Money Market Funds pay about 3.5% – 3.8% yield – but not risk free, and yields can change any time
Money Market Fund yields have been sitting at the 3.5% – 3.8% range for a while now.
Money Market Funds are technically not risk free though – so this is a big point to note.
And Money Market Funds invest in short term instruments, so the interest rates will fluctuate from time to time.
This is unlike a 1-year T-Bill where you are “locking in” interest rates for the full 1-year.
The benefit though, is that you can get your money back with T+1 liquidity, which is a big plus vs T-Bills.

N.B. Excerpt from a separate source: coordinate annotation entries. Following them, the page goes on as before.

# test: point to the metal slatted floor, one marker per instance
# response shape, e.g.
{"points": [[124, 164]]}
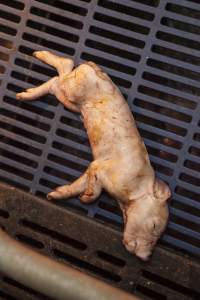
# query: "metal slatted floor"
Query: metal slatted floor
{"points": [[151, 49]]}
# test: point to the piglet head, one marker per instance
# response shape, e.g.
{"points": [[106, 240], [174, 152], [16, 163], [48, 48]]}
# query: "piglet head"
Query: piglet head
{"points": [[145, 220]]}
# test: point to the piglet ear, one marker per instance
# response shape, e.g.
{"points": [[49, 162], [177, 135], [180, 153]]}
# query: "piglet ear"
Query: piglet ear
{"points": [[161, 190]]}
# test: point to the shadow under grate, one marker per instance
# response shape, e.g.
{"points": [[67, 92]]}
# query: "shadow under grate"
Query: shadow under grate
{"points": [[93, 248]]}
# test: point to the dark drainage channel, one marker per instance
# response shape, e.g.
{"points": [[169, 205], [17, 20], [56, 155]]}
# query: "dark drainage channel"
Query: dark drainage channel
{"points": [[151, 49]]}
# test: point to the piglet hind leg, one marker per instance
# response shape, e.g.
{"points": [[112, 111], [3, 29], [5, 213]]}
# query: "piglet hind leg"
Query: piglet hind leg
{"points": [[62, 65]]}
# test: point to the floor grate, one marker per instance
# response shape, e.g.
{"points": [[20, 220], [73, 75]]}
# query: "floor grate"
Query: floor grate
{"points": [[151, 49]]}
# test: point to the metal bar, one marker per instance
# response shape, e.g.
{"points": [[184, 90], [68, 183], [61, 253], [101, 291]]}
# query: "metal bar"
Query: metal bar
{"points": [[50, 277]]}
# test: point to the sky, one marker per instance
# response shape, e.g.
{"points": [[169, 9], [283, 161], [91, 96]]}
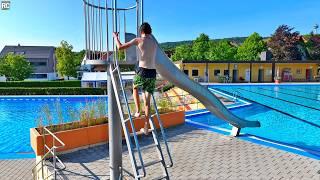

Best Fixed Deposit option? 3.20% for 1-year with DBS/POSB Bank
The best fixed deposit option for 12-months is 3.20% with DBS / POSB Bank (or State Bank of India).
If you’re comfortable using Syfe Cash+ Guaranteed (where you deposit with Syfe who parks the funds in an institutional fixed deposit account for higher yields).
Then the yields are 3.45%, but do note that this is NOT SDIC insured (and therefore not risk free).
Will I buy 1-year T-Bills vs Money Market Funds vs Singapore Savings Bonds vs Fixed Deposit vs Savings Accounts?
At this point in the interest rate cycle, I think you want to spread your cash around various tenures, given the risk of interest rate cuts going forward.
You want to hold some instruments that can lock in yields:
- T-Bills (both 6-months and 12-months)
- Singapore Savings Bonds
- Bonds (eg. Astrea Bonds)
While also retaining some liquidity:
- High yield savings accounts
- Money Market Funds
Personally I think I will apply for the 1-year T-Bills.
But I will use a competitive bid.
I think that if the 1-year T-Bills yields come in at the lower end of my projected 3.30 – 3.60% range, they’re not super attractive when you factor in the fact that this money is completely locked up for 12 months.
But if they came in at the higher end of the range, they could be pretty attractive given all the uncertainty over interest rate cuts going forward.
That’s just my view though, would leave to hear what you think!
This article was written on 19 July 2024 and will not be updated going forward.